The vote took place as hundreds of thousands took to the streets of Seoul in rival rallies for and against Yoon, who launched a failed attempt to impose martial law on December 3.
Out of 300 lawmakers, 204 voted to impeach the president on allegations of insurrection while 85 voted against. Three abstained, with eight votes nullified.
With the impeachment, Yoon has been suspended from office while South Korea’s Constitutional Court deliberates on the vote.
If it backs his removal, Yoon will become the second president in South Korean history to be successfully impeached.
Prime Minister Han Duck-soo — now the nation’s interim leader — told reporters he would “devote all my strength and efforts to ensure stable governance”.
Two hundred votes were needed for the impeachment to pass, and opposition lawmakers needed to convince at least eight parliamentarians from Yoon’s conservative People Power Party (PPP) to switch sides.
“Today’s impeachment is the great victory of the people,” opposition Democratic Party floor leader Park Chan-dae said following the vote.

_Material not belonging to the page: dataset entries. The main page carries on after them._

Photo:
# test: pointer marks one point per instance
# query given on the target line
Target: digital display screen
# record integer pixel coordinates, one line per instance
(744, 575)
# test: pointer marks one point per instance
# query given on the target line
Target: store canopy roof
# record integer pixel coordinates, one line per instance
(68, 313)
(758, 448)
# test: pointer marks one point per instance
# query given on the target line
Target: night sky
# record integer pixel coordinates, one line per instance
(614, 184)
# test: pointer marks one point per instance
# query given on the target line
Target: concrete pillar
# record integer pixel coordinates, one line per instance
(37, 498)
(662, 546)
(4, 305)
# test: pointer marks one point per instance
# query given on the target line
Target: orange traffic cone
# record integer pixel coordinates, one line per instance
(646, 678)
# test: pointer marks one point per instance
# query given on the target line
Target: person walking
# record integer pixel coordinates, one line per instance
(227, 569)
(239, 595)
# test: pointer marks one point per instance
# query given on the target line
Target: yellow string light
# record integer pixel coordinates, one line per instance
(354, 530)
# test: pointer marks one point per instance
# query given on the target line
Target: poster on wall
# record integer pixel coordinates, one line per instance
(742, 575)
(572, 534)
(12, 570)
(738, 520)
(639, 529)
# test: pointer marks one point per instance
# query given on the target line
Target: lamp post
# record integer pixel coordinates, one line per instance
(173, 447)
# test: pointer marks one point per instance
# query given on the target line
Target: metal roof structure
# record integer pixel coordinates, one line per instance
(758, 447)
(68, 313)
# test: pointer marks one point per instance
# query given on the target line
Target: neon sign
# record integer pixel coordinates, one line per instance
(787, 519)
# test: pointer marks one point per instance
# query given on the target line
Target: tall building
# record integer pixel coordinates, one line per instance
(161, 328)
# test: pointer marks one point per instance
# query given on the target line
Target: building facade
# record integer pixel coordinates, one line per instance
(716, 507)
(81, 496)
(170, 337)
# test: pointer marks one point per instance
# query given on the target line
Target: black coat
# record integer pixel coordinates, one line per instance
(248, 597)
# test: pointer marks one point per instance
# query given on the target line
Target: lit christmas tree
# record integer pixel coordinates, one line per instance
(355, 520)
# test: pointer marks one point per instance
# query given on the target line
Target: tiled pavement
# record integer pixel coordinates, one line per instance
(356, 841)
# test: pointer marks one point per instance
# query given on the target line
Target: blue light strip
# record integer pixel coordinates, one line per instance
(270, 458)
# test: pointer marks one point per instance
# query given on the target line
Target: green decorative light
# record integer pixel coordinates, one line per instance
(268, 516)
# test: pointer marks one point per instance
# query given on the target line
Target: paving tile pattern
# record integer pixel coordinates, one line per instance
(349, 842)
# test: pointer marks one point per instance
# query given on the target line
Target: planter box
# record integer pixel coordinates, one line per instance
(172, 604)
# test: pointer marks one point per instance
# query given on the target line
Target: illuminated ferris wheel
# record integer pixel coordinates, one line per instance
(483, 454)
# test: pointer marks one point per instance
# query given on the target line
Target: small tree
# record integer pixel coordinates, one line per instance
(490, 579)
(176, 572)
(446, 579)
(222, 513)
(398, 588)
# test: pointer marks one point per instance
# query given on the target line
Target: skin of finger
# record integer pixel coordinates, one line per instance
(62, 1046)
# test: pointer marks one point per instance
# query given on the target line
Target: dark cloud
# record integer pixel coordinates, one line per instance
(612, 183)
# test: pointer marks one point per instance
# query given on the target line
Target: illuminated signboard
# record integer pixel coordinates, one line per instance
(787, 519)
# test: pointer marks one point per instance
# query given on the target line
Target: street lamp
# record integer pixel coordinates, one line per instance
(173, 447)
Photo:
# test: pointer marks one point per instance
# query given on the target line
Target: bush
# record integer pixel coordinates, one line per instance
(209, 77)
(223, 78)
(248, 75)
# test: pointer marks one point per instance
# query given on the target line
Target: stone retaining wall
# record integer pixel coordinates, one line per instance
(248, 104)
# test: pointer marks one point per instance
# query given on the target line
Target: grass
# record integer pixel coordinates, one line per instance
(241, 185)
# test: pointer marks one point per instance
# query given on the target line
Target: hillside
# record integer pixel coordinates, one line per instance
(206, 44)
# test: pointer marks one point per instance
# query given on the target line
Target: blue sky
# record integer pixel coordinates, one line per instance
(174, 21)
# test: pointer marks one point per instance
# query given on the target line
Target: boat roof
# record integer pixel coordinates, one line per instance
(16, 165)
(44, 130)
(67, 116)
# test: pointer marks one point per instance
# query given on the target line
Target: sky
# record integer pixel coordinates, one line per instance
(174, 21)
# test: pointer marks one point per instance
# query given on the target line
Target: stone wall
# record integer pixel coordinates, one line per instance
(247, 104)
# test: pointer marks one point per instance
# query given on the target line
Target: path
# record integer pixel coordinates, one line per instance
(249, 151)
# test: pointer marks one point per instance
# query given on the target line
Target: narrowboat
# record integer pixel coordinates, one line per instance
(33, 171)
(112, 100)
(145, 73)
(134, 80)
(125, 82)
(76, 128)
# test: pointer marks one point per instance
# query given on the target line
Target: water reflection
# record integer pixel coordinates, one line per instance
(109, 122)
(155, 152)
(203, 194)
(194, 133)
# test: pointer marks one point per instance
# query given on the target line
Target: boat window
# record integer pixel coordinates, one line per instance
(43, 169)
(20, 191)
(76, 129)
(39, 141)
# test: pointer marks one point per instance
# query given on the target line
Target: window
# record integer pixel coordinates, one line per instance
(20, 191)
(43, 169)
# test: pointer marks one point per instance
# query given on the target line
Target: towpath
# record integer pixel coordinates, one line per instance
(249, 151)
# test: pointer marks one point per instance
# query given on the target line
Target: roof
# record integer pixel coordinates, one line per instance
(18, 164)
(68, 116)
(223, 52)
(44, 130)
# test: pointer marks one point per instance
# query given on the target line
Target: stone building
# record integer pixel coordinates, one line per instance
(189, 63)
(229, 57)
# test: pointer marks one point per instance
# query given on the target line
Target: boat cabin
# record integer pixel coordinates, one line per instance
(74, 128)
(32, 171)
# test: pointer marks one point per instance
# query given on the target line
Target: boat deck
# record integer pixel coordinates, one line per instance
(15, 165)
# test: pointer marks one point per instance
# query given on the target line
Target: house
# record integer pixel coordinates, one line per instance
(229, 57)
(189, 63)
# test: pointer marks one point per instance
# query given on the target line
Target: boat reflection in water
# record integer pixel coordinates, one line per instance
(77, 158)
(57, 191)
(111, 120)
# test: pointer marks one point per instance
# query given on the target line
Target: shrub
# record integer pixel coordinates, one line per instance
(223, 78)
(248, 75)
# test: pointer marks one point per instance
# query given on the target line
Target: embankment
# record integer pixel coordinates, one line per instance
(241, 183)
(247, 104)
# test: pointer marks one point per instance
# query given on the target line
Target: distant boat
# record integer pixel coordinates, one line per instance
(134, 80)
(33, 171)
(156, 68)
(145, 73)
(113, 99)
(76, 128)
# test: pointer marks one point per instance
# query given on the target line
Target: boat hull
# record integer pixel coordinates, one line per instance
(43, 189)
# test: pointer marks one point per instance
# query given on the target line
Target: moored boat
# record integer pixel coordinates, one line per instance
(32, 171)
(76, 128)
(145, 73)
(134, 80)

K-pop singer Yuri of the band Girls’ Generation — whose song “Into the New World” has become a protest anthem — said she had pre-paid for food for fans attending the demonstration.
“Stay safe and take care of your health!” she said on a superfan chat platform.
One protester said she had rented a bus so parents at the rally would have a place to change diapers and feed their babies. Another said they had initially planned to spend their Saturday hiking. “But I came here instead to support my fellow citizens,” Kim Deuk-yun, 58, told AFP.
There is precedent for the court to block impeachment, however. In 2004, then-president Roh Moo-hyun was removed by parliament for alleged election law violations and incompetence, but the Constitutional Court later reinstated him.
Yoon remained unapologetic and defiant as the fallout from his disastrous martial law declaration deepened and an investigation into his inner circle has widened.
His approval rating — never very high — plummeted to 11 percent, according to a Gallup Korea poll released yesterday .The same poll showed that 75 percent supported his impeachment.